Elf Jahre gibt es Psychopunch jetzt schon und mit dem achten Punkrock-Inferno „Death by misadventure“ sind sie kein bisschen leiser geworden. Wie schon auf dem Vorgänger „Moonlight city“ (01/2008) präsentieren die vier Schweden JM (Gesang, Gitarre), Joey (Gitarre), Lindell (Bass) und Jocke (Schlagzeug, Perkussion) energiegeladenen Punk und befeuern diesen mit einem ordentlichen Quäntchen Rockpower ohne auf ausreichend Melodien und Mitsingrefrains zu vergessen.

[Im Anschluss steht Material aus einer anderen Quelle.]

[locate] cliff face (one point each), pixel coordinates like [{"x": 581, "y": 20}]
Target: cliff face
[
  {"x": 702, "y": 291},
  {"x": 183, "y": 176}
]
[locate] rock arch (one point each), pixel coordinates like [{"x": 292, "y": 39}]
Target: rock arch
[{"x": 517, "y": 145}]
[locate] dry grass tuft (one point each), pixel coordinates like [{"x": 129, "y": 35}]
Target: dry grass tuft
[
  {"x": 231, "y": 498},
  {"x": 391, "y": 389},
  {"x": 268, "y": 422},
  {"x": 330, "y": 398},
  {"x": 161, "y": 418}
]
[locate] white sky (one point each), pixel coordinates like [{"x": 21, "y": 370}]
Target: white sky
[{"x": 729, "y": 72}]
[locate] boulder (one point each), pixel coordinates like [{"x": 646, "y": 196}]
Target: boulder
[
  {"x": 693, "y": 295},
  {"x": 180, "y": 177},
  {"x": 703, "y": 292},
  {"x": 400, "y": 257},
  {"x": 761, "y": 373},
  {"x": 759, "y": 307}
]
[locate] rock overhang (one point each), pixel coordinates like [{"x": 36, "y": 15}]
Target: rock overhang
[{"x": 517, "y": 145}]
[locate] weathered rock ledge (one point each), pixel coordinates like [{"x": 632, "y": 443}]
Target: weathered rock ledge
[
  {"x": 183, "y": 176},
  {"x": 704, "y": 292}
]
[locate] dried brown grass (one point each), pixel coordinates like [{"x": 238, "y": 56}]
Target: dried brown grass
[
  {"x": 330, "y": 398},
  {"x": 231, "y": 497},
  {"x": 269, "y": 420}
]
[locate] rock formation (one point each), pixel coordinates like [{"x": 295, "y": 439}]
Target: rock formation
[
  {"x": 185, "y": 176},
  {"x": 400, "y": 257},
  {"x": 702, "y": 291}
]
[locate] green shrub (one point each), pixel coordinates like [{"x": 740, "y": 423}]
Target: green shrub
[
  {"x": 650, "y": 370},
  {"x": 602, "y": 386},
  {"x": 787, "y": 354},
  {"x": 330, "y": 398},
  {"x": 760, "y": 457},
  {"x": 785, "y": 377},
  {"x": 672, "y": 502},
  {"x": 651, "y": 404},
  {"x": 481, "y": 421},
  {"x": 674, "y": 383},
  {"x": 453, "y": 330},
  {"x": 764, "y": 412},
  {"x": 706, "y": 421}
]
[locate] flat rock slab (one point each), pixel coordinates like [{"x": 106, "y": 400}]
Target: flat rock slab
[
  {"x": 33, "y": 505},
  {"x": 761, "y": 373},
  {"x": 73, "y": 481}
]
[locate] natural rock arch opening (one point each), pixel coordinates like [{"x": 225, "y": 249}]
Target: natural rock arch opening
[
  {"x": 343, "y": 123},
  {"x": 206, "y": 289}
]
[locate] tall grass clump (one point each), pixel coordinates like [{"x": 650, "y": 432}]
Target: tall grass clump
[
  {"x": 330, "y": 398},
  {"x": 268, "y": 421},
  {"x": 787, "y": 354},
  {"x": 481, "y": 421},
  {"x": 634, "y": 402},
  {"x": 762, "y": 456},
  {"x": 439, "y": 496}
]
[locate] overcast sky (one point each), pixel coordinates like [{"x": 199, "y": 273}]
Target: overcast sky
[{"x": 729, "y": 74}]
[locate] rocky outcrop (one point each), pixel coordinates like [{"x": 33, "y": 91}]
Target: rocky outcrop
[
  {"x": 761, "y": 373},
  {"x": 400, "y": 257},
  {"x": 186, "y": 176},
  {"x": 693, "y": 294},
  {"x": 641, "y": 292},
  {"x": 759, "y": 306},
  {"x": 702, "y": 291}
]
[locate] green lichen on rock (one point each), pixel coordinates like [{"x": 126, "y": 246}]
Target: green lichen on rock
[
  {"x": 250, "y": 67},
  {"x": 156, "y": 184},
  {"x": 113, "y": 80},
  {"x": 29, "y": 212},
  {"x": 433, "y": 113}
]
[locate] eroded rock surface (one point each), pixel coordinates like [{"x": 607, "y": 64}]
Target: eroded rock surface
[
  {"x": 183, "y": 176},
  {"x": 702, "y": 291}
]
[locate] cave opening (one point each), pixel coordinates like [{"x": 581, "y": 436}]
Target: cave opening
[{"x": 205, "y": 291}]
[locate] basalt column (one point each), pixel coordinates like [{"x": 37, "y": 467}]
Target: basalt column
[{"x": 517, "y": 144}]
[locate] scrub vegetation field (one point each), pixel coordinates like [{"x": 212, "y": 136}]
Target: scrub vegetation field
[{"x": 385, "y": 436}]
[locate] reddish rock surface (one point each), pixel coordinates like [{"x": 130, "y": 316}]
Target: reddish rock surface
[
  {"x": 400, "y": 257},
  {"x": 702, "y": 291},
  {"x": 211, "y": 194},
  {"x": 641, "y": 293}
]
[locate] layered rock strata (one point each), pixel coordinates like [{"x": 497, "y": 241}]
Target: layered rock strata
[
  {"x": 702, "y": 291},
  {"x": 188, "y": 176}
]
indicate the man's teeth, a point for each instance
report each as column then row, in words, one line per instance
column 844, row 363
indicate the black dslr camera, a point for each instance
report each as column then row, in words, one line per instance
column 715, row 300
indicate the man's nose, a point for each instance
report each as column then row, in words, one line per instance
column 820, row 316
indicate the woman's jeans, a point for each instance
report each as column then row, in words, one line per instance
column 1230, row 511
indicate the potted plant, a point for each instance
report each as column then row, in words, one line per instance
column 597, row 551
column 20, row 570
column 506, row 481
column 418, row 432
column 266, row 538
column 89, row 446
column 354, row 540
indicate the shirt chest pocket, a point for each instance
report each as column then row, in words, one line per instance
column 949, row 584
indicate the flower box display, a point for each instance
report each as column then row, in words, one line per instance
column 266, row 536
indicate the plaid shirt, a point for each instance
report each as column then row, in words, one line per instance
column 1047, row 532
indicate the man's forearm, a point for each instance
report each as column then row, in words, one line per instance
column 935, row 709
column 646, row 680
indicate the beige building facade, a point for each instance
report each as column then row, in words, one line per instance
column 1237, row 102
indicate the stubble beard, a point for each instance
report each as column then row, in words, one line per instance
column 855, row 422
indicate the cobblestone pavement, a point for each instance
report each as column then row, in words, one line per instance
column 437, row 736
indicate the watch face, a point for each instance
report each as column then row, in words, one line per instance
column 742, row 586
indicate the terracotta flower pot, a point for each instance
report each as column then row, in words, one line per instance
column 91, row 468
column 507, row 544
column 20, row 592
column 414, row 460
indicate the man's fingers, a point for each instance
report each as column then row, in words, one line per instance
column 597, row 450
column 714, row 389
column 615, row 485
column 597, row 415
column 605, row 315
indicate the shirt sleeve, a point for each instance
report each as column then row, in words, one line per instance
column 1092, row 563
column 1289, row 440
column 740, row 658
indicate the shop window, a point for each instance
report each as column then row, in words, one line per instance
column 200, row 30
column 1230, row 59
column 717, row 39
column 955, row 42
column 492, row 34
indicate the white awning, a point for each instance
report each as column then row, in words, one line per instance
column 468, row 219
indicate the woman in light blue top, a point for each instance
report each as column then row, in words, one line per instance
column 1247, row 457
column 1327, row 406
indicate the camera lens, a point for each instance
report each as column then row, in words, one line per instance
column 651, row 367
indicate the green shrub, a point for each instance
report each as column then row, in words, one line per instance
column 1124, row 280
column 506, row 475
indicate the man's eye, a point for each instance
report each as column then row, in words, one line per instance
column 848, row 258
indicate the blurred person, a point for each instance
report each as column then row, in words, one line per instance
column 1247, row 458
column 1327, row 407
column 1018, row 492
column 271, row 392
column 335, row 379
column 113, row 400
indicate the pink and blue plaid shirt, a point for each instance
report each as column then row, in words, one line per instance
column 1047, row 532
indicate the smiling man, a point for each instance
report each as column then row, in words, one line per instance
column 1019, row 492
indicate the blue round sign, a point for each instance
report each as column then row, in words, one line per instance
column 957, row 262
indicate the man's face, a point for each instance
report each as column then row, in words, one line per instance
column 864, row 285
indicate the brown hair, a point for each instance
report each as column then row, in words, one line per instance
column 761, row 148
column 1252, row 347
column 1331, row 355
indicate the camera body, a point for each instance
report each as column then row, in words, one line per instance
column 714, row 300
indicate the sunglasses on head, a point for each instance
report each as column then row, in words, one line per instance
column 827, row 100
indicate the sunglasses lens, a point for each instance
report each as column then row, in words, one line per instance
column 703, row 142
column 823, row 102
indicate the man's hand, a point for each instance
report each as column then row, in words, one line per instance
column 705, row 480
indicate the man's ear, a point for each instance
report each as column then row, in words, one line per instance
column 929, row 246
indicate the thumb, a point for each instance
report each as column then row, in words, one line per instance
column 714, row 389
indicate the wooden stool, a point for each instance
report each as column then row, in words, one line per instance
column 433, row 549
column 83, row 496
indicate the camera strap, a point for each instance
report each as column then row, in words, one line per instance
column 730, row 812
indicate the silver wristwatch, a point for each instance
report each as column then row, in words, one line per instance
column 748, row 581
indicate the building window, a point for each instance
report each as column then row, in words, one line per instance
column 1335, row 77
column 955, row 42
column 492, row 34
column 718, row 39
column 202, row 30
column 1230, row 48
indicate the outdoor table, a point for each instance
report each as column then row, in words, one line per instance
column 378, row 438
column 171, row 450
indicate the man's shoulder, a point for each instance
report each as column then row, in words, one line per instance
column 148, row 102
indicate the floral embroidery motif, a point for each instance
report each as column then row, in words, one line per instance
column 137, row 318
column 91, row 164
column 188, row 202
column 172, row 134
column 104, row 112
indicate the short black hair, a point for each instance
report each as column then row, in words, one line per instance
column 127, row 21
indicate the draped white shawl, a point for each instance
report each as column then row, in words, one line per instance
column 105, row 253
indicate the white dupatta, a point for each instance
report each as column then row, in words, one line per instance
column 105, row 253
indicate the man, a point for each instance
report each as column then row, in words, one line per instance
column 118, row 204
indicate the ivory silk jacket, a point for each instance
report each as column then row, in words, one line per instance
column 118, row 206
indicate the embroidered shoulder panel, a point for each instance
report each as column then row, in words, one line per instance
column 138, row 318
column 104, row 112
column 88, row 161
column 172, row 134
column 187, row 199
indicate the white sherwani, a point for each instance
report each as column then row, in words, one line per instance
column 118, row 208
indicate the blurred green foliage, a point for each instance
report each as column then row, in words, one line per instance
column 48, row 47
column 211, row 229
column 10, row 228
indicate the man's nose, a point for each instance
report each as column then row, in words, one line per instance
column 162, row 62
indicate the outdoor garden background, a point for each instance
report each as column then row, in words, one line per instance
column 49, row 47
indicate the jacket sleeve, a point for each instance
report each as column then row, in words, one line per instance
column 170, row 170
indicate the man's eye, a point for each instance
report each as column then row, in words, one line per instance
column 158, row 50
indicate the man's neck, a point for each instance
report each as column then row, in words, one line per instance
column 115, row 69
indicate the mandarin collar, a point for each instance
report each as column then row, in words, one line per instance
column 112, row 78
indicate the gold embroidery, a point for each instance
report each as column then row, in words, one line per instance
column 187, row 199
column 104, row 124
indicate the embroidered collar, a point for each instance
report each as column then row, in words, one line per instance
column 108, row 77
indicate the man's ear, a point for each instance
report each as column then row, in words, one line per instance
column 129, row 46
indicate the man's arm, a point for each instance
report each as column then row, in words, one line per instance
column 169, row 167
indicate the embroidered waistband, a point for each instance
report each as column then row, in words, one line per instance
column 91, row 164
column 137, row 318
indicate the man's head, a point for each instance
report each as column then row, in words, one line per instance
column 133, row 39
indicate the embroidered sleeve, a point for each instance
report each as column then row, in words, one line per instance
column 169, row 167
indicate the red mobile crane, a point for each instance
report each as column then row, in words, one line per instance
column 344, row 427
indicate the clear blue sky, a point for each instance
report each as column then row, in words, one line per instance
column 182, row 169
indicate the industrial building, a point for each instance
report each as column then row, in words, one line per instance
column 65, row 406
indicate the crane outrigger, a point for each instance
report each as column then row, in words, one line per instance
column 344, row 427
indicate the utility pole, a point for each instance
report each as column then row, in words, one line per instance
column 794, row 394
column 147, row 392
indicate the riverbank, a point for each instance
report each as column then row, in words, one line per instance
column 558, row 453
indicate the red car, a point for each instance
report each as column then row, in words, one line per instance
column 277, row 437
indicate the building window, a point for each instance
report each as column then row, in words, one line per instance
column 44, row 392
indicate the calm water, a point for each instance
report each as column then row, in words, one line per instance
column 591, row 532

Obwohl das Tempo hoch gehalten wird und die Truppe sowohl musikalisch als auch songtechnisch eine Einheit bildet, wird man dieses Mal das Gefühl nicht los, mehrere Songs doppelt zu hören, was unter anderem an der lautstarken Abmischung liegt, die gut und gerne ein wenig Finetuning vertragen könnte. In dieser Form rocken die Gitarren zwar anständig und in jeder Sekunde spürt man wie der Vierer Schweiß und Blut in seine (für das Genre mit einer durchschnittlichen Dauer von 4½ Minuten recht langen) Kompositionen einfließen hat lassen, aber letztendlich fehlen in diesem Sturm- und Drangszenario nach und nach die Zufluchtspunkte, welche dringend nötig gewesen wären, damit „Death by misadventure“ ohne mit der Wimper zu zucken am Stück gehört werden kann.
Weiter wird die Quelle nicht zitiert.